Three Cybersecurity Steps Every IT Department Should Take in 2020
Cybersecurity threats never stop evolving and adapting to our best efforts to thwart them. That’s good for job security, but it can cause IT support companies some sleepless nights. Here are three ways your company can stay ahead of the cybersecurity curve in 2020 (Hint: this year, it’s less about your system’s hardware than your employees’ wetware).
- Guard Against BEC Phishing
The weakest link in your security infrastructure isn’t your server or your firewall. It’s Dave. Or Becky. Your IT infrastructure might be well secured in its own right, but a company’s employees can inadvertently give bad actors the credentials they need to enter the system and cause havoc. And more often than not, they do so through seemingly innocent emails.
Business email compromise (BEC) scams often work slowly, gathering one or two bits of personal information at a time until hackers have gathered enough information to impersonate an employee throughout the system. For example, employees might receive an email, apparently sent by HR, asking them to verify their mailing addresses.
Hackers gather this information and use it to perpetuate another scam, this time asking for more sensitive information, like social security numbers or banking information. When these sorts of red-flag requests are accompanied by personal information gathered in previous rounds of the scam, they’re likelier to be honored.
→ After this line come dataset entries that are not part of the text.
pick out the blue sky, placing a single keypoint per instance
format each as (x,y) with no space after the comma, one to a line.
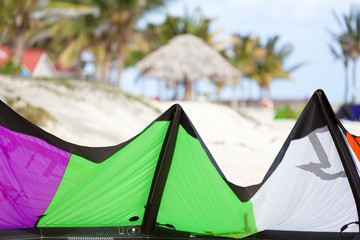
(301,23)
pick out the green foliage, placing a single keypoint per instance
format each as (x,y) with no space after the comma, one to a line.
(9,69)
(286,113)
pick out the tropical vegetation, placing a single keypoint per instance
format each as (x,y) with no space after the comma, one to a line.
(109,30)
(346,46)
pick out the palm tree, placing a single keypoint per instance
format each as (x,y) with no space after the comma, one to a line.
(17,20)
(345,43)
(350,39)
(246,54)
(272,66)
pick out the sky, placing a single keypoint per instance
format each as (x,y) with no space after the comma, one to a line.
(302,23)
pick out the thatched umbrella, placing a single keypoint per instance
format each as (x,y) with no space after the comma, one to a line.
(185,59)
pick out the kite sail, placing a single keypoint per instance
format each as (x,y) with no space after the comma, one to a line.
(164,183)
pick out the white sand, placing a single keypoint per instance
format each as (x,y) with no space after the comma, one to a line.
(244,147)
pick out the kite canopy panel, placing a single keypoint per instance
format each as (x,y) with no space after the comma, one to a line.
(164,183)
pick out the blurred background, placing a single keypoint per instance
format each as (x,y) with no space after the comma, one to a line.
(283,50)
(97,72)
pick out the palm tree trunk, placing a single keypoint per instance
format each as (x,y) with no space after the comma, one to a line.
(354,90)
(19,45)
(120,62)
(106,68)
(188,89)
(346,90)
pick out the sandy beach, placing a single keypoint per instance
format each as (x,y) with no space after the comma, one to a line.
(244,142)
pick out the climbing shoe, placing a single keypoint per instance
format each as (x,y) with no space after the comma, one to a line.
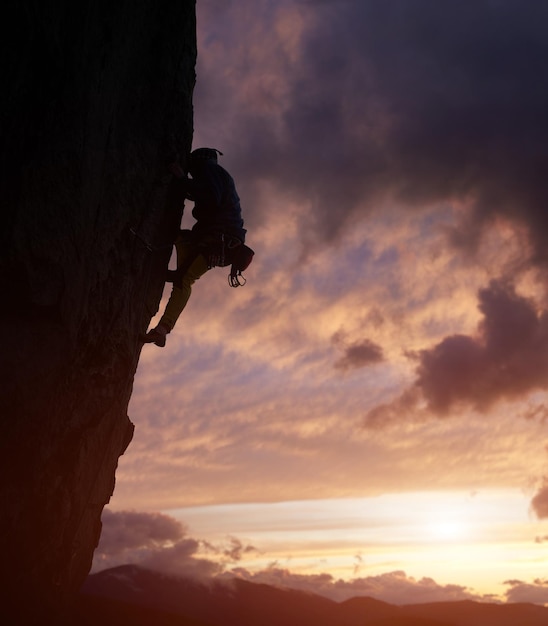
(156,335)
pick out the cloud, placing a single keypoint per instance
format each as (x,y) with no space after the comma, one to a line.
(129,530)
(155,541)
(535,592)
(357,354)
(368,102)
(392,587)
(539,503)
(506,359)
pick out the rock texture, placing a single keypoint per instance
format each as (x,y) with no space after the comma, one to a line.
(96,97)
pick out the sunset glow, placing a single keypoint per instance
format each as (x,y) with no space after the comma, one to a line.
(367,416)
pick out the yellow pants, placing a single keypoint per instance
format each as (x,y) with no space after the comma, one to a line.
(182,287)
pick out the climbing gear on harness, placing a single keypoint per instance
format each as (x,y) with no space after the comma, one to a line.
(242,256)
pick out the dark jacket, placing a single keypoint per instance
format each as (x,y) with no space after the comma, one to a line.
(216,202)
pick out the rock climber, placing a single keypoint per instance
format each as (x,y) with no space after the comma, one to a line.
(219,229)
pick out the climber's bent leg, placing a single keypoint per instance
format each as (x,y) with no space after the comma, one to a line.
(181,291)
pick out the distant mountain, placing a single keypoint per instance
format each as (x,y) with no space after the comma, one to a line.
(129,595)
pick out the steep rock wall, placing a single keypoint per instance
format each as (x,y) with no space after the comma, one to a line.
(96,98)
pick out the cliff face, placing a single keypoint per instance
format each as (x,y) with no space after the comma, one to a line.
(96,98)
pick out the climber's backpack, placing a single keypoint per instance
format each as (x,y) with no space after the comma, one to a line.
(223,250)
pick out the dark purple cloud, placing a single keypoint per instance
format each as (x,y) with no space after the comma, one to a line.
(507,358)
(422,101)
(161,543)
(126,530)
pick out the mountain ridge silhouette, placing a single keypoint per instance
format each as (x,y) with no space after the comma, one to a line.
(175,601)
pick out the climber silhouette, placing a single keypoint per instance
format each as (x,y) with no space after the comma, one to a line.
(218,232)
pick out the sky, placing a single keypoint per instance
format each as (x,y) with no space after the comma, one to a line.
(367,415)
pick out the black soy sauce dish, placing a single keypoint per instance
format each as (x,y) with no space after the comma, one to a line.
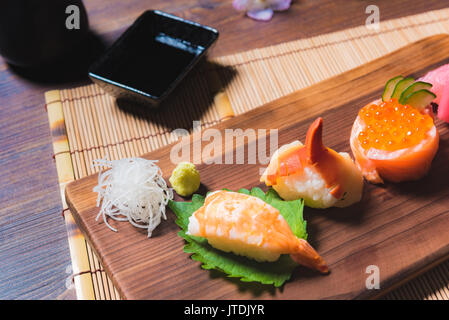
(152,57)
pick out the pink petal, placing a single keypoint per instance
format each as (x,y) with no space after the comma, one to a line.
(261,15)
(240,5)
(281,5)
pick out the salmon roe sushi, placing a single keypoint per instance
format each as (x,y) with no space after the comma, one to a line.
(393,142)
(391,126)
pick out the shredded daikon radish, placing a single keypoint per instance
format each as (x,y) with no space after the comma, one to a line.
(132,190)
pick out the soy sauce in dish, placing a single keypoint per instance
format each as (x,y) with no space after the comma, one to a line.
(152,56)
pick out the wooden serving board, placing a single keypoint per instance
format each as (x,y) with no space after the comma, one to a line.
(401,228)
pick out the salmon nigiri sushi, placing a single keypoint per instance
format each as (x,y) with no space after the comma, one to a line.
(247,226)
(393,141)
(320,175)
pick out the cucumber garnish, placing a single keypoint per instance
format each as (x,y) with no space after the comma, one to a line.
(401,86)
(419,85)
(389,87)
(420,99)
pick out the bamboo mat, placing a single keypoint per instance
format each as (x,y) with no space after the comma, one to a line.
(86,123)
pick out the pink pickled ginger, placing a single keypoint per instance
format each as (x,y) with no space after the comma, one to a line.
(439,78)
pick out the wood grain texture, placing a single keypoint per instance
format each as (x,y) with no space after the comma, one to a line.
(33,263)
(400,228)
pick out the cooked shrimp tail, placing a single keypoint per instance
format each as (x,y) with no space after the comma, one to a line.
(308,257)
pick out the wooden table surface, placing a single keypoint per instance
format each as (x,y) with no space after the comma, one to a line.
(34,253)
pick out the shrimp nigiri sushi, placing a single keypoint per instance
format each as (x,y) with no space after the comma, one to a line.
(393,141)
(319,175)
(247,226)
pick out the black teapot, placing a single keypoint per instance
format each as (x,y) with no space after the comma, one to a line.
(36,33)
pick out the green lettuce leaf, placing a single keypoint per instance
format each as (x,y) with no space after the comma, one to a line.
(273,273)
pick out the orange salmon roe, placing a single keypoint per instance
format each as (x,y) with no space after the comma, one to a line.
(392,126)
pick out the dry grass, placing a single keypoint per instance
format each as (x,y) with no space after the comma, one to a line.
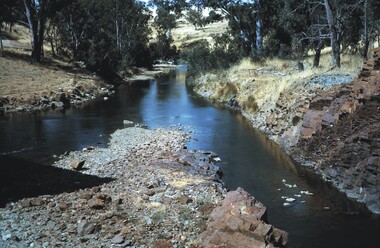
(260,84)
(185,33)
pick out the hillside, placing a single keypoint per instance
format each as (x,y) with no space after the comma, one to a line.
(304,112)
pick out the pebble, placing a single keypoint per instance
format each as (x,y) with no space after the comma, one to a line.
(136,160)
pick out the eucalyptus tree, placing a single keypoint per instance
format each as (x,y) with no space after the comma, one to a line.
(6,15)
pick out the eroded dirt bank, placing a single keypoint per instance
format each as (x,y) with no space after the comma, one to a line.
(55,84)
(328,122)
(145,190)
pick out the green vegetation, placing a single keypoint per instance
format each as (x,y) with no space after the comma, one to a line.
(112,35)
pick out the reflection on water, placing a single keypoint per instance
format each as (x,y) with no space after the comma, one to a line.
(249,159)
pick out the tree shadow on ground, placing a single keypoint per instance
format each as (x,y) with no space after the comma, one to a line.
(47,62)
(22,179)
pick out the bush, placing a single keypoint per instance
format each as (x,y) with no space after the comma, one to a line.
(202,58)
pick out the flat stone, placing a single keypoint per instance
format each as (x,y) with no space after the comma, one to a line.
(118,239)
(77,165)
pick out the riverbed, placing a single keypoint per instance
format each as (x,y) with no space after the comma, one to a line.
(314,214)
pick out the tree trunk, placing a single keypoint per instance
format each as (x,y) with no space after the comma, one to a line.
(36,21)
(366,38)
(259,36)
(317,55)
(335,44)
(1,43)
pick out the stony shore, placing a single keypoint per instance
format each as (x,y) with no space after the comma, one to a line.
(328,123)
(59,85)
(158,194)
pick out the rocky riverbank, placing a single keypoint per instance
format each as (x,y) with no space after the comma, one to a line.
(327,122)
(56,84)
(157,194)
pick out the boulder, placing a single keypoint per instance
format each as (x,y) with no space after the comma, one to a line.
(77,165)
(240,222)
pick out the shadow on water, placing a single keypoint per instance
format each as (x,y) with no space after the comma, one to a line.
(21,179)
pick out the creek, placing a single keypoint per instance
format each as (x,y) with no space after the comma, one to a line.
(319,216)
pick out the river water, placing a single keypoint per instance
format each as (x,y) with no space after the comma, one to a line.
(319,216)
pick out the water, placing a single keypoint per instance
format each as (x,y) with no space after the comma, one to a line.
(249,160)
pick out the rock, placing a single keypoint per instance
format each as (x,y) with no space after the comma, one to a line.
(85,227)
(62,206)
(162,244)
(25,203)
(99,201)
(183,199)
(118,239)
(128,123)
(37,202)
(239,222)
(77,165)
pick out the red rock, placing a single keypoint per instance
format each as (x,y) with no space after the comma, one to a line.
(77,165)
(239,222)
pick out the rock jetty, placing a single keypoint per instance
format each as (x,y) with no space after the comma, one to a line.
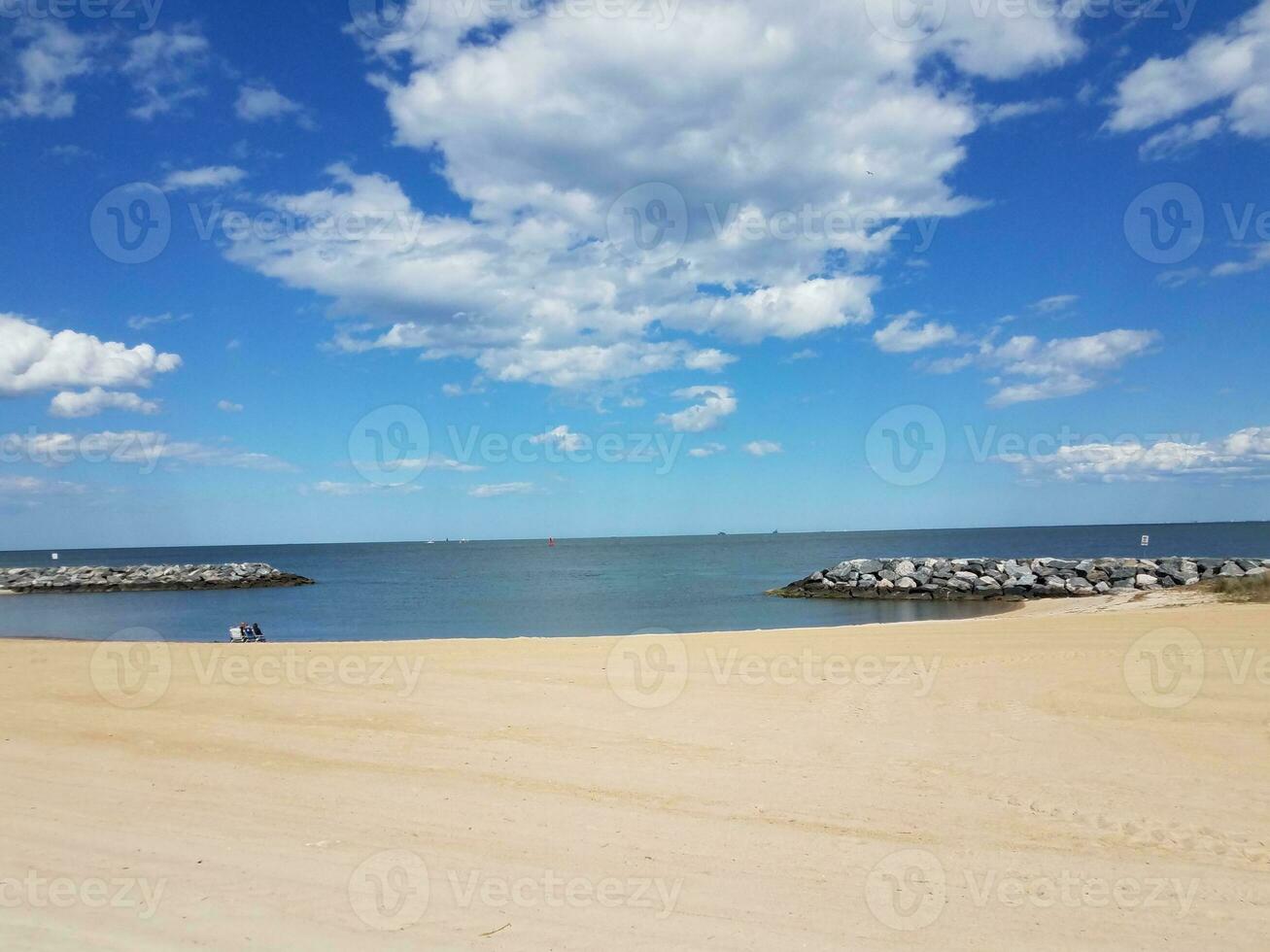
(148,578)
(1012,579)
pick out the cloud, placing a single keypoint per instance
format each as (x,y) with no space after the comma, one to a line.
(707,451)
(165,69)
(804,355)
(1058,302)
(542,281)
(1053,368)
(561,438)
(1180,277)
(1225,70)
(456,390)
(764,447)
(357,489)
(1004,112)
(716,402)
(1256,261)
(141,322)
(145,448)
(33,359)
(28,487)
(1179,139)
(91,402)
(38,58)
(901,336)
(1242,455)
(206,177)
(500,489)
(592,363)
(257,102)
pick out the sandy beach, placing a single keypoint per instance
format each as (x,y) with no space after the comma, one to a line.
(1047,778)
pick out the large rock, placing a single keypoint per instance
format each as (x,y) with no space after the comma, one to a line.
(141,578)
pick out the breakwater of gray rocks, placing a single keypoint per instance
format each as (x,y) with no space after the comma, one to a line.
(1012,579)
(148,578)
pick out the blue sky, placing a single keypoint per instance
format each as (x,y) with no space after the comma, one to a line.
(497,269)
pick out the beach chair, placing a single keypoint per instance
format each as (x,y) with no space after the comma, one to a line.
(243,634)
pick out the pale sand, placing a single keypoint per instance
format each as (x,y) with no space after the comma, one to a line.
(752,807)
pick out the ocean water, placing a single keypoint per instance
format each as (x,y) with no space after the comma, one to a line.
(580,587)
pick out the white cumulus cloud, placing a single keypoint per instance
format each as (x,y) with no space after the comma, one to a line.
(772,206)
(1241,455)
(764,447)
(34,359)
(1227,73)
(905,336)
(93,401)
(714,404)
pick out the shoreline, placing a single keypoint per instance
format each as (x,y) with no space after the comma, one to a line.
(1146,600)
(751,795)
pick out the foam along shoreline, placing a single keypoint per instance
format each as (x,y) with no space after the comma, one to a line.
(777,787)
(1012,579)
(146,578)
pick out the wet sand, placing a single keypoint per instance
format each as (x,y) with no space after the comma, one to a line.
(1067,776)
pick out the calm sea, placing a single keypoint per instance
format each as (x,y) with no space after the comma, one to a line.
(580,587)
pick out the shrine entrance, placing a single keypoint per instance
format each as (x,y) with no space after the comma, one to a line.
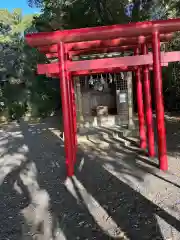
(142,38)
(103,100)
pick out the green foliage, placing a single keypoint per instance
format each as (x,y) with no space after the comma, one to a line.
(21,90)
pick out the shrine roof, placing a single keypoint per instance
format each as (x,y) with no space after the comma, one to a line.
(103,32)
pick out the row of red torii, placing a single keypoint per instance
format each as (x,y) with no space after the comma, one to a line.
(137,36)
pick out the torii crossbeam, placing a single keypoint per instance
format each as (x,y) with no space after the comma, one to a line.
(66,44)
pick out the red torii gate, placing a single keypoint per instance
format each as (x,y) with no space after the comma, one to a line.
(68,43)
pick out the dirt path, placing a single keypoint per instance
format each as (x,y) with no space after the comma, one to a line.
(116,193)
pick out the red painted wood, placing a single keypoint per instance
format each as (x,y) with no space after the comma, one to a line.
(162,149)
(66,109)
(122,62)
(104,44)
(140,105)
(148,105)
(103,32)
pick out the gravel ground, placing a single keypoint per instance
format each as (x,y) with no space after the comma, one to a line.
(116,193)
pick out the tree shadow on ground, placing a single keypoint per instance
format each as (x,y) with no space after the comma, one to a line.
(74,215)
(131,211)
(11,204)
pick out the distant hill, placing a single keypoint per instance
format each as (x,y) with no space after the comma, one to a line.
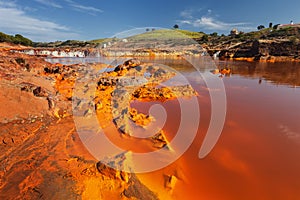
(17,39)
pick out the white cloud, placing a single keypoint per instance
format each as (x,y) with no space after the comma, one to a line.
(187,14)
(49,3)
(14,20)
(208,22)
(82,8)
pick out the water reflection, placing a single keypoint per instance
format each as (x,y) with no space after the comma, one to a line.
(277,73)
(257,156)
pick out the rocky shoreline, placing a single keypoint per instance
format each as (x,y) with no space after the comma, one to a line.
(41,153)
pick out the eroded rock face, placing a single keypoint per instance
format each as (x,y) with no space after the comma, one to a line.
(136,81)
(41,155)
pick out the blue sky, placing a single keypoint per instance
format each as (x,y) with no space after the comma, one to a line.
(51,20)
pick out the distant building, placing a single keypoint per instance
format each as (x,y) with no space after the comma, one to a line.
(291,24)
(234,32)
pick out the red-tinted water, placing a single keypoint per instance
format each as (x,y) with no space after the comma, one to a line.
(258,153)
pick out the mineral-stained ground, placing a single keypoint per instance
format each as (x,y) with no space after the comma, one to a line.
(41,154)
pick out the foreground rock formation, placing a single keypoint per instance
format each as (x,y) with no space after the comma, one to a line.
(41,154)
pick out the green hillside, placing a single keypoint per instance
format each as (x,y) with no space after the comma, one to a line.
(17,39)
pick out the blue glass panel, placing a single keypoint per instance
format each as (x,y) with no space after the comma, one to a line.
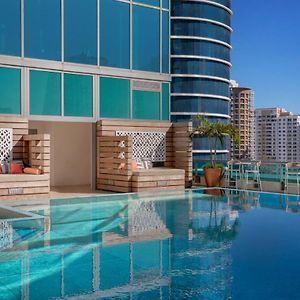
(165,4)
(149,2)
(200,86)
(78,95)
(201,29)
(165,42)
(43,29)
(145,105)
(165,101)
(200,48)
(114,34)
(80,31)
(10,27)
(226,3)
(146,49)
(199,104)
(203,10)
(114,98)
(45,93)
(200,66)
(10,91)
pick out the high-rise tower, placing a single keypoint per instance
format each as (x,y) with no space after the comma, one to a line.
(200,60)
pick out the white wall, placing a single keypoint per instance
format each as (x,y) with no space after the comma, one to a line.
(71,151)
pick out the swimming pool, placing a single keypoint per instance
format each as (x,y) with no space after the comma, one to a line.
(184,245)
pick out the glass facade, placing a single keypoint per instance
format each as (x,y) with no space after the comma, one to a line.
(115,34)
(42,29)
(78,95)
(199,86)
(146,105)
(197,10)
(200,66)
(80,31)
(10,91)
(45,93)
(78,59)
(200,49)
(114,98)
(146,32)
(10,27)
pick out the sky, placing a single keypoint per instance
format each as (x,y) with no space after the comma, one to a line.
(266,51)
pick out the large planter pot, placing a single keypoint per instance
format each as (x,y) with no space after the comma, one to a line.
(213,176)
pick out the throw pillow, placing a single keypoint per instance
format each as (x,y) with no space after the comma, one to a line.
(16,168)
(32,171)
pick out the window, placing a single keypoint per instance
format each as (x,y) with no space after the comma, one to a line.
(78,95)
(43,29)
(80,31)
(165,42)
(114,34)
(114,98)
(45,93)
(149,2)
(146,105)
(10,91)
(10,27)
(146,46)
(165,101)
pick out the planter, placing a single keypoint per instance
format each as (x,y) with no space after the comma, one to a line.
(213,176)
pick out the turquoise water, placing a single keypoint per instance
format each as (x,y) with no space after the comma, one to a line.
(185,245)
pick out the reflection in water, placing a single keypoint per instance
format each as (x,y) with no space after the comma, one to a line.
(130,247)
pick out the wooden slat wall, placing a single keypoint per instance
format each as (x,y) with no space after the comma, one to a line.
(178,155)
(37,151)
(20,128)
(109,128)
(182,150)
(21,185)
(114,155)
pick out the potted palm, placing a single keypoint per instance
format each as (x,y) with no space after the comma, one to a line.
(215,132)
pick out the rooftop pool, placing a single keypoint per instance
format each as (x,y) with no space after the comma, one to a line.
(194,244)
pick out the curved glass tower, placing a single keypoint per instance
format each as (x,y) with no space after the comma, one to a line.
(200,59)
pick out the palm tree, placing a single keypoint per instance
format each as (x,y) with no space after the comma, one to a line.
(215,132)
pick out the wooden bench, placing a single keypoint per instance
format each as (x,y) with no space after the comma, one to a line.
(34,150)
(157,179)
(115,154)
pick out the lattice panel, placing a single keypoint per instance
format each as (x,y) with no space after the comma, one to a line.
(6,235)
(6,144)
(147,145)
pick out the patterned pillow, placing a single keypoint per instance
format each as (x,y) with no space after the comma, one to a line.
(5,168)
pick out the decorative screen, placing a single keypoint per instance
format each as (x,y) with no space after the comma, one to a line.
(6,144)
(147,145)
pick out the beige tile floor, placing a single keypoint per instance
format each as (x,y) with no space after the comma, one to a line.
(38,202)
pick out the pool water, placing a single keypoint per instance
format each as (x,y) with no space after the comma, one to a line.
(184,245)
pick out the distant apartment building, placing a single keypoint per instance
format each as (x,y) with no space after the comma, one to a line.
(277,135)
(242,116)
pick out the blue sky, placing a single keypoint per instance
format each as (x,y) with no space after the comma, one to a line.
(266,51)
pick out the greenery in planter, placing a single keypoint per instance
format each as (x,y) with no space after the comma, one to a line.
(215,132)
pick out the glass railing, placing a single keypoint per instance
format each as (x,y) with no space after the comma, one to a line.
(269,171)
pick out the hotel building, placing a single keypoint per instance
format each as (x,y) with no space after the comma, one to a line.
(64,64)
(200,61)
(277,135)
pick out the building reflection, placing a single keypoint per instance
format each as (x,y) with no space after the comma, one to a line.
(126,248)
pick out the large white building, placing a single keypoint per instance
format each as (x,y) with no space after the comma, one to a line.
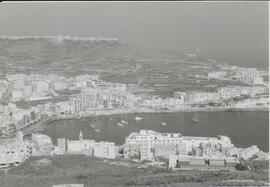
(146,142)
(91,148)
(14,151)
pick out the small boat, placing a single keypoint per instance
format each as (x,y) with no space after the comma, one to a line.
(120,125)
(93,126)
(137,118)
(124,122)
(195,118)
(163,124)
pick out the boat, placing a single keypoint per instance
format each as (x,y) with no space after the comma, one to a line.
(137,118)
(124,122)
(93,126)
(163,124)
(195,118)
(120,125)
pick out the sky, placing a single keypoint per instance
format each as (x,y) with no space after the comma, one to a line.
(233,32)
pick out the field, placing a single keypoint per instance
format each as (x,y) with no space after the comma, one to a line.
(46,171)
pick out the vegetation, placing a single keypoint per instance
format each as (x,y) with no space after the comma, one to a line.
(45,171)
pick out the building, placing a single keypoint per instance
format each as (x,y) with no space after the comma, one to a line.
(187,162)
(92,99)
(105,150)
(81,146)
(59,85)
(147,143)
(42,145)
(16,95)
(69,185)
(27,91)
(217,75)
(14,151)
(91,148)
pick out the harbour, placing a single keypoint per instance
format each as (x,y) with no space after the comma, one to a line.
(244,128)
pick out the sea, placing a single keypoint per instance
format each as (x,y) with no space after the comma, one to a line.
(245,128)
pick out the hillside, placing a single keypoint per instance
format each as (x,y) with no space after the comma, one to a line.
(112,59)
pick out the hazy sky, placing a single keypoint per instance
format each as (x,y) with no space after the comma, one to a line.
(235,32)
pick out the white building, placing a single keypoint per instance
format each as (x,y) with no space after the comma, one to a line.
(14,151)
(91,148)
(105,150)
(16,95)
(42,144)
(145,142)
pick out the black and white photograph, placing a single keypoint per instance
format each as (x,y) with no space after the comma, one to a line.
(134,93)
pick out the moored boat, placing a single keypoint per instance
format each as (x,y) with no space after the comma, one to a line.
(120,125)
(137,118)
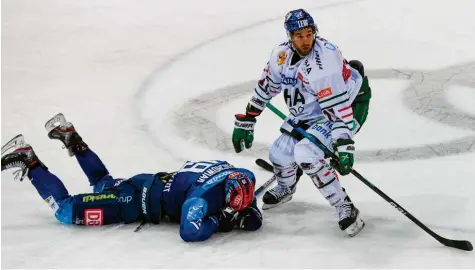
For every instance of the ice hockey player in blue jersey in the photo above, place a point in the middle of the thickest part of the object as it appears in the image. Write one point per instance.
(203, 197)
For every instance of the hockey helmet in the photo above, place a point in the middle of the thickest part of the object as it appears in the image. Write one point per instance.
(239, 191)
(298, 19)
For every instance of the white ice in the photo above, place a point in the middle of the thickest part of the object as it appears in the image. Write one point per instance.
(118, 69)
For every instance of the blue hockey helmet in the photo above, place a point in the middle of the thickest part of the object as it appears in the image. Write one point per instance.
(298, 19)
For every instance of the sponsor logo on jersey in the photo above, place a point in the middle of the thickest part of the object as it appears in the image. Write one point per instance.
(93, 217)
(282, 58)
(288, 80)
(52, 203)
(324, 93)
(124, 199)
(306, 67)
(92, 198)
(213, 170)
(119, 181)
(329, 46)
(143, 201)
(318, 61)
(301, 78)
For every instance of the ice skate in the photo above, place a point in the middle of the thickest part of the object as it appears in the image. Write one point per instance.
(58, 128)
(349, 218)
(278, 195)
(17, 154)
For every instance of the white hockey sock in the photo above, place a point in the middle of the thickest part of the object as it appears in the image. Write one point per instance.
(286, 176)
(326, 180)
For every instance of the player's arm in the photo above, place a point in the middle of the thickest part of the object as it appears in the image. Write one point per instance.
(195, 225)
(267, 87)
(334, 99)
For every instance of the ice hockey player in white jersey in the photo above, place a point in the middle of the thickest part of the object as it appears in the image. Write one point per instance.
(319, 87)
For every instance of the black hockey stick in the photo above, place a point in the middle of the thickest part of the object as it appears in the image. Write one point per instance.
(459, 244)
(264, 186)
(264, 165)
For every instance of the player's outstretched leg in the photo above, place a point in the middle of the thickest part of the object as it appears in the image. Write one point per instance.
(58, 128)
(311, 159)
(16, 154)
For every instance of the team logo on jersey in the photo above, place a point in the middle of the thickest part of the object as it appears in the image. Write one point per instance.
(93, 217)
(329, 46)
(324, 93)
(282, 58)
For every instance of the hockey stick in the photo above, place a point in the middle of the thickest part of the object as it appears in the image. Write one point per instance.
(264, 186)
(459, 244)
(265, 165)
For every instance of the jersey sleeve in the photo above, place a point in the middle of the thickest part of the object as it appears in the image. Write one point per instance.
(195, 225)
(334, 99)
(269, 85)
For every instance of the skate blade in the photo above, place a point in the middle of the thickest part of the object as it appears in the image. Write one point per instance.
(356, 227)
(270, 206)
(55, 121)
(17, 142)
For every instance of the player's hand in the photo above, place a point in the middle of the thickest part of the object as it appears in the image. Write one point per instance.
(243, 133)
(346, 150)
(227, 219)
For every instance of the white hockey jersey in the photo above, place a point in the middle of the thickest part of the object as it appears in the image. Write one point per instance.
(321, 83)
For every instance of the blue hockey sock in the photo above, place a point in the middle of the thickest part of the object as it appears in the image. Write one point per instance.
(92, 166)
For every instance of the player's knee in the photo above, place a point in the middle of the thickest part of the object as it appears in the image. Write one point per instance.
(305, 153)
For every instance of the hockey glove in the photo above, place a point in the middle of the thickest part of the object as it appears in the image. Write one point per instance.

The process continues until hackers have all the information they need to impersonate employees and traverse your systems.
Some BEC messages are mundane requests from HR; others might appear as urgent demands from C-level executives. Whatever approach they take, BEC phishing scams are increasingly common, and should have a significant place on your 2020 training curriculum.
- Talk About File Sharing
Phishing isn’t the only way that employees compromise IT security. Most of us use unsecured platforms to share personal files with family and friends, and many of us rely on cloud storage to back up our personal data. When those habits spill into the workplace, it represents a huge security risk.
This isn’t a theoretical concern. Nearly a third of respondents to a recent Code42 survey admitted that they use social media to collaborate and share business-related files with colleagues.
The dangers of this approach are obvious when we look at file sharing from a security perspective. And that’s the heart of the problem: employees tend to believe that their personal files are well enough secured at home, and to apply that same sense of confidence to work files.
It’s up to you to correct that presumption. Explaining why your company’s own sharing tools are the only appropriate ones is all most employees need to draw the line appropriately.
- Implement a Formal IoT Policy
In 2020, the Internet of Things, or IoT, will enter the mainstream: Gartner expects a 21% increase in the deployment of IoT devices used in enterprise and automotive environments. Even if your company isn’t heavily invested in the IoT, this is the time to develop policies and procedures specifically for those devices.
At a minimum, your IoT policy should include an inventory system that identifies your IoT devices and describes what they share and with whom. This inventory will also help you secure each IoT device before it is deployed, and to keep up with patches and updates.
2021 will bring its own cybersecurity threats. For now, these three steps will help you anticipate 2020’s biggest risks and guard against them.